Transparency watchdog criticizes STAT’s non-disclosure on pro-Pharma op-ed.  Money quote:

“Should publications that post op-ed pieces tell us more about who wrote the op-ed and what their potential biases and conflicts of interest might be? I’m in the camp that answers a resounding YES.”

This was not our first criticism of STAT’s op-ed publishing practices, as you learn if you read the blog post.

#5 – What Mainstream Media Got Wrong About the Pandemic and ‘Dreck’ to Drama: How the Media Handled and Got Handled by COVID

In June, two new journalistic analyses of 2020-21 pandemic news coverage – with the two titles above – were released.  I was interviewed in both. It was refreshing to see journalists step back and reflect on coverage of “the biggest story in the world.”

Summary:  The themes reflected in these critiques are not new.

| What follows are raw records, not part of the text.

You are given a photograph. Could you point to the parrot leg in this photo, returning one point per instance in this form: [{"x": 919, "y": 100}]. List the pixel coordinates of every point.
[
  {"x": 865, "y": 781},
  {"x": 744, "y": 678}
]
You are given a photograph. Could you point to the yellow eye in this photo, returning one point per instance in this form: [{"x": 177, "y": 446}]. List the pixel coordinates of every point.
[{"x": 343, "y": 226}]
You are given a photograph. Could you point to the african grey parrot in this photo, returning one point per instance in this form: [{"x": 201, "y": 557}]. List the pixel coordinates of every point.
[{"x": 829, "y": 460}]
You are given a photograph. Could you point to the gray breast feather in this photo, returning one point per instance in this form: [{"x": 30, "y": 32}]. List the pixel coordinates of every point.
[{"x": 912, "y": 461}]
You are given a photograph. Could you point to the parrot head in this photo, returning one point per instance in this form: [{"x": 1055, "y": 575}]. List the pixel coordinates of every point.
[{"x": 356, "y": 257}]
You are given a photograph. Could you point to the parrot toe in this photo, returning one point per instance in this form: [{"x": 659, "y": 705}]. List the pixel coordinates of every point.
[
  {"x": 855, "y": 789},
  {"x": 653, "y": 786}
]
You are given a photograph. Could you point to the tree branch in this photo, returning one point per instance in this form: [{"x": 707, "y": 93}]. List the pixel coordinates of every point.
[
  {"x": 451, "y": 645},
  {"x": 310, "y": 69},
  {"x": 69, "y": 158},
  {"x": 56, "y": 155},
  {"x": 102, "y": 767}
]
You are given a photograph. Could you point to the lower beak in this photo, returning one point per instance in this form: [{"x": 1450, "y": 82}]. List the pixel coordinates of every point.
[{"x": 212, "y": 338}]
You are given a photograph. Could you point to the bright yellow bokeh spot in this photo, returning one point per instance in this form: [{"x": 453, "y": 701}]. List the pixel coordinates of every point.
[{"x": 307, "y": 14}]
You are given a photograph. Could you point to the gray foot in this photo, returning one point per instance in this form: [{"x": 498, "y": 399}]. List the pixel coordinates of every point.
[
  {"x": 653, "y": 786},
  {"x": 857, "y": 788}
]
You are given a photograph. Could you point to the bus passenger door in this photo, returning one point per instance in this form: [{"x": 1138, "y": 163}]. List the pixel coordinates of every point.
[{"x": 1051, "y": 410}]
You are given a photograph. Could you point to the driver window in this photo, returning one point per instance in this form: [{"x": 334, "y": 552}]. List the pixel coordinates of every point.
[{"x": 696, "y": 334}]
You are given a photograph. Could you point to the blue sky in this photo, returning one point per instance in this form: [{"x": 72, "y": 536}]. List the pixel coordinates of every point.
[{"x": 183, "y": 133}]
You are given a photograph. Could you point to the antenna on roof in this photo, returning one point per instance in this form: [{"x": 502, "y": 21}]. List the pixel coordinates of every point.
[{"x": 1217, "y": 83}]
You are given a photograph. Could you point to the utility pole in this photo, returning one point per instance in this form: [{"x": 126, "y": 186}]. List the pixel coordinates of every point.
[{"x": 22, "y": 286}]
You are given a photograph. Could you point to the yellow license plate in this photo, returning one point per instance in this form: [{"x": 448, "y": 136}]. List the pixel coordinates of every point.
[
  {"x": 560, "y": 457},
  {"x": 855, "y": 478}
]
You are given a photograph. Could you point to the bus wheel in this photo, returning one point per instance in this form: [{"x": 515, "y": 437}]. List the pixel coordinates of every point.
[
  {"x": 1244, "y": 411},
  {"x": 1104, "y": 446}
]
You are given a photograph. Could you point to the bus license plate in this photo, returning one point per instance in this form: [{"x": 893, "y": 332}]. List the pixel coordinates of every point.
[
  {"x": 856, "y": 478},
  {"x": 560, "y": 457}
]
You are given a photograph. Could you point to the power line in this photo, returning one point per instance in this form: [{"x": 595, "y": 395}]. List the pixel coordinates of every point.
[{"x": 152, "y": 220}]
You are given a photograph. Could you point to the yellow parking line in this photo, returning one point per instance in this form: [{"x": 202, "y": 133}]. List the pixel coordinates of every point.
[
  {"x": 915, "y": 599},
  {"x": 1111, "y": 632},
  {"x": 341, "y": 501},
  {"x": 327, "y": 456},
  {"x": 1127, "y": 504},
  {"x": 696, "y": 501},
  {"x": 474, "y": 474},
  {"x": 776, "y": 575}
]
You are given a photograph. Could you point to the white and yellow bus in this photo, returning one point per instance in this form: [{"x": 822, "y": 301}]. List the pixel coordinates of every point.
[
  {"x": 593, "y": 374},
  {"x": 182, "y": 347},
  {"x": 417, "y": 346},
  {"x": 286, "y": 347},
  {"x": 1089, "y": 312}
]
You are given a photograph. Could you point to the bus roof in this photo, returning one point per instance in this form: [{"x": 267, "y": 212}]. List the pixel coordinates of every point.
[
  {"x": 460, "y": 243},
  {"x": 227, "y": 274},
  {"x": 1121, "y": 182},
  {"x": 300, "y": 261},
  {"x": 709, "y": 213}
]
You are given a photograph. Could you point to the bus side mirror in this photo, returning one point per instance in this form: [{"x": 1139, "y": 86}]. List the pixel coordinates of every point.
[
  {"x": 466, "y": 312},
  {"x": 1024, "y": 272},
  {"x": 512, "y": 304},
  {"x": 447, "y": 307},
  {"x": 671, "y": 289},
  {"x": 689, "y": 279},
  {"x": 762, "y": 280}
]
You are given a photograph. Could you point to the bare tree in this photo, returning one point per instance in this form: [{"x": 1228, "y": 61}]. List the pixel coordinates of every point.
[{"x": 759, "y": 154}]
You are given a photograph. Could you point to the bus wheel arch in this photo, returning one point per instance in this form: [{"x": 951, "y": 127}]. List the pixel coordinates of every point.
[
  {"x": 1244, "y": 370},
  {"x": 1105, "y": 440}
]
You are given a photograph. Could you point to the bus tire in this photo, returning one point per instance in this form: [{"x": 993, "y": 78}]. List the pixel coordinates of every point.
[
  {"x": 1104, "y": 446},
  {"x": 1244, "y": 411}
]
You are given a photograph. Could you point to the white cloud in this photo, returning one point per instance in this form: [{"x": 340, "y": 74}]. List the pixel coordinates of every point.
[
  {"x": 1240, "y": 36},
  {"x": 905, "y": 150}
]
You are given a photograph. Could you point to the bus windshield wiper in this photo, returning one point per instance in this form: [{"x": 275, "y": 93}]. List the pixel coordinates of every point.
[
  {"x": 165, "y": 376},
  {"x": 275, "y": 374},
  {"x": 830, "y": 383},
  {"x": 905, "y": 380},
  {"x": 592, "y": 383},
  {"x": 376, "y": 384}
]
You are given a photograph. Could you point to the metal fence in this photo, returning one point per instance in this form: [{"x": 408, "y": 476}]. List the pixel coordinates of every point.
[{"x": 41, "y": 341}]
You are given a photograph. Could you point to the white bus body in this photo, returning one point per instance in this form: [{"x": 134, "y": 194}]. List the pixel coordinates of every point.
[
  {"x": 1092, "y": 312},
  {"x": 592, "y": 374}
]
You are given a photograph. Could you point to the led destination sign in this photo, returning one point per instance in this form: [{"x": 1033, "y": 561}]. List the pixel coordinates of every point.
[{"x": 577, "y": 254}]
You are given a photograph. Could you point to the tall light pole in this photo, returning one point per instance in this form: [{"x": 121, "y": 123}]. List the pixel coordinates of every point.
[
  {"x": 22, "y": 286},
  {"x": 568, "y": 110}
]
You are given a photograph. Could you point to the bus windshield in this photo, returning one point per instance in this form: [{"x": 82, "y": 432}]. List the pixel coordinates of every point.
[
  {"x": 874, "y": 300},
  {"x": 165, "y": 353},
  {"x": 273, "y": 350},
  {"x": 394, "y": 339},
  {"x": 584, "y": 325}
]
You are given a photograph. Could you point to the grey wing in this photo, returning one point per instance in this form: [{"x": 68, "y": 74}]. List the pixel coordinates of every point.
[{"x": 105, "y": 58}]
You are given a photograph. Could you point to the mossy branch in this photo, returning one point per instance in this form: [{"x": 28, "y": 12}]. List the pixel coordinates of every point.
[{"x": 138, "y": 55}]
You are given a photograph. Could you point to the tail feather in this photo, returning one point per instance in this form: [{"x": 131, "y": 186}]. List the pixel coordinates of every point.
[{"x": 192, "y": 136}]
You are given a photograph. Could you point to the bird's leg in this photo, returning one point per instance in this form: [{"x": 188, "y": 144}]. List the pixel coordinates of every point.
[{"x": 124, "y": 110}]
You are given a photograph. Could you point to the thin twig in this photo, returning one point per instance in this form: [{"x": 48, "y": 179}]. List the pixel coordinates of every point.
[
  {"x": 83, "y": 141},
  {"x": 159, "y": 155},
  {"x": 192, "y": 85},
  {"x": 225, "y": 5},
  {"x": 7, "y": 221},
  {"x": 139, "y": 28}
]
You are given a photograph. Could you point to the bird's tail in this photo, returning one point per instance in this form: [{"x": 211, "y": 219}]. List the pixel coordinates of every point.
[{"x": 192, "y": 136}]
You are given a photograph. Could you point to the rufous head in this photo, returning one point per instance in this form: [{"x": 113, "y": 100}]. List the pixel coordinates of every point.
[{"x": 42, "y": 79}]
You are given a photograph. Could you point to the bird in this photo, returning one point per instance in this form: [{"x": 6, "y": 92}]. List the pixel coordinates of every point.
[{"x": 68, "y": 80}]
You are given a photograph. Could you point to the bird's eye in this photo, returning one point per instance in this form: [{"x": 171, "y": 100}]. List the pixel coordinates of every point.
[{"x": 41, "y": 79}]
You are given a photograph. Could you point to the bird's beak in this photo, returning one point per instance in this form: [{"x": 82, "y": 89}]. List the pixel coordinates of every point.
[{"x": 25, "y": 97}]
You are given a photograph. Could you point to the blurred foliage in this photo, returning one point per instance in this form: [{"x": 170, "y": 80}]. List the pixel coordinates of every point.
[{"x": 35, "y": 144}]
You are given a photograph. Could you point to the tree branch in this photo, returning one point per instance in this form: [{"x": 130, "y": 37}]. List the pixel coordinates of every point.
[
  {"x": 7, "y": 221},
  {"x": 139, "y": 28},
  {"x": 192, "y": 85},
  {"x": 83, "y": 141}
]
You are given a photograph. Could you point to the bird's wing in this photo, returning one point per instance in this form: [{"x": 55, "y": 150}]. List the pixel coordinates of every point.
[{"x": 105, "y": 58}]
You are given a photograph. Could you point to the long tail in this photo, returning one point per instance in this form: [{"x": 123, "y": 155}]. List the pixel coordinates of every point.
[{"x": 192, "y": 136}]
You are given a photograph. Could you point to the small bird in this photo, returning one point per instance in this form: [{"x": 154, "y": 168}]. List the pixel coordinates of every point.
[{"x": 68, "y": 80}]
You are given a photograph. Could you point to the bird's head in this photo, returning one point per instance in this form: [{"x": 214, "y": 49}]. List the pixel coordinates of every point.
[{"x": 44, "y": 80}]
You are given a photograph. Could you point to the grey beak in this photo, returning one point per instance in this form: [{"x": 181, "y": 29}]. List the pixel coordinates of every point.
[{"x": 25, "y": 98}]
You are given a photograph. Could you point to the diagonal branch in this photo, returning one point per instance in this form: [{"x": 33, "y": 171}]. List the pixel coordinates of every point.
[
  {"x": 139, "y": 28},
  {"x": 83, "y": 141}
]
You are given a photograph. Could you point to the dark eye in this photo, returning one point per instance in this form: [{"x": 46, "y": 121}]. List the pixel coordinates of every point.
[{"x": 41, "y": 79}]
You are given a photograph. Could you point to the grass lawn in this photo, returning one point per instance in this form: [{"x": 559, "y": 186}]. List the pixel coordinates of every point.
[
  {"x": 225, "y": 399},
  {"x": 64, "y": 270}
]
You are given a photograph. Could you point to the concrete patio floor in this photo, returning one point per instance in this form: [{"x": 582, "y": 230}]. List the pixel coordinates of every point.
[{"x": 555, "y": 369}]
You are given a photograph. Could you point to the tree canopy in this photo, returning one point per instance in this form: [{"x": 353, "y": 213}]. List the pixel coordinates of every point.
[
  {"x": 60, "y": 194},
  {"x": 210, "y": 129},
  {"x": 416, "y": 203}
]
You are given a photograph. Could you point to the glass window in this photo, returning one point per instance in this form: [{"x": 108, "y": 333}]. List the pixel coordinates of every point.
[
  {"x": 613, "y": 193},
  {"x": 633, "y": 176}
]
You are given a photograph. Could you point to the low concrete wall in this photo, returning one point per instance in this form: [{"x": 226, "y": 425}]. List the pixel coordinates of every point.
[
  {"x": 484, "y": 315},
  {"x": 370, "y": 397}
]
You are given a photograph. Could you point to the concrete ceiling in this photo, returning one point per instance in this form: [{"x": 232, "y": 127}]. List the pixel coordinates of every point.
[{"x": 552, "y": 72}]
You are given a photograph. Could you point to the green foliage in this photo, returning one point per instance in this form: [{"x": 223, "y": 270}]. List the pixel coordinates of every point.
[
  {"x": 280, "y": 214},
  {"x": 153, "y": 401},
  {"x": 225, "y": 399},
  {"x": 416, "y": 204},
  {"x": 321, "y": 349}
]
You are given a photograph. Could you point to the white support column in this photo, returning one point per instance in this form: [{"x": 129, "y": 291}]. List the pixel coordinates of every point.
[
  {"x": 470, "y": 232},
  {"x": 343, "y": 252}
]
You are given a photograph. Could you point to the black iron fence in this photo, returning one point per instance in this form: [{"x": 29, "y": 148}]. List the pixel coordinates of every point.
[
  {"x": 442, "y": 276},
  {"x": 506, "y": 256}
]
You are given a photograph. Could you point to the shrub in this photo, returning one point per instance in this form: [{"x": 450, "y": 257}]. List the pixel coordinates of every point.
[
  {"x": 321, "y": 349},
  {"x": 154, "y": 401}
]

  • promoting false hope about extremely preliminary research
  • shoddy, incomplete, fawning news coverage of screening tests
  • front-page attention drawn to mouse research
  • conflicts of interest in news organizations partnering with drug companies
  • failure to disclose conflicts of interest in health care op-ed authors

In the first two years of COVID-19 pandemic news coverage the pressure on journalists to meet their responsibilities was greater. With more newsroom cutbacks, buckle up for more of the same in 2022 unless news management faces these problems head on in ways they haven’t before.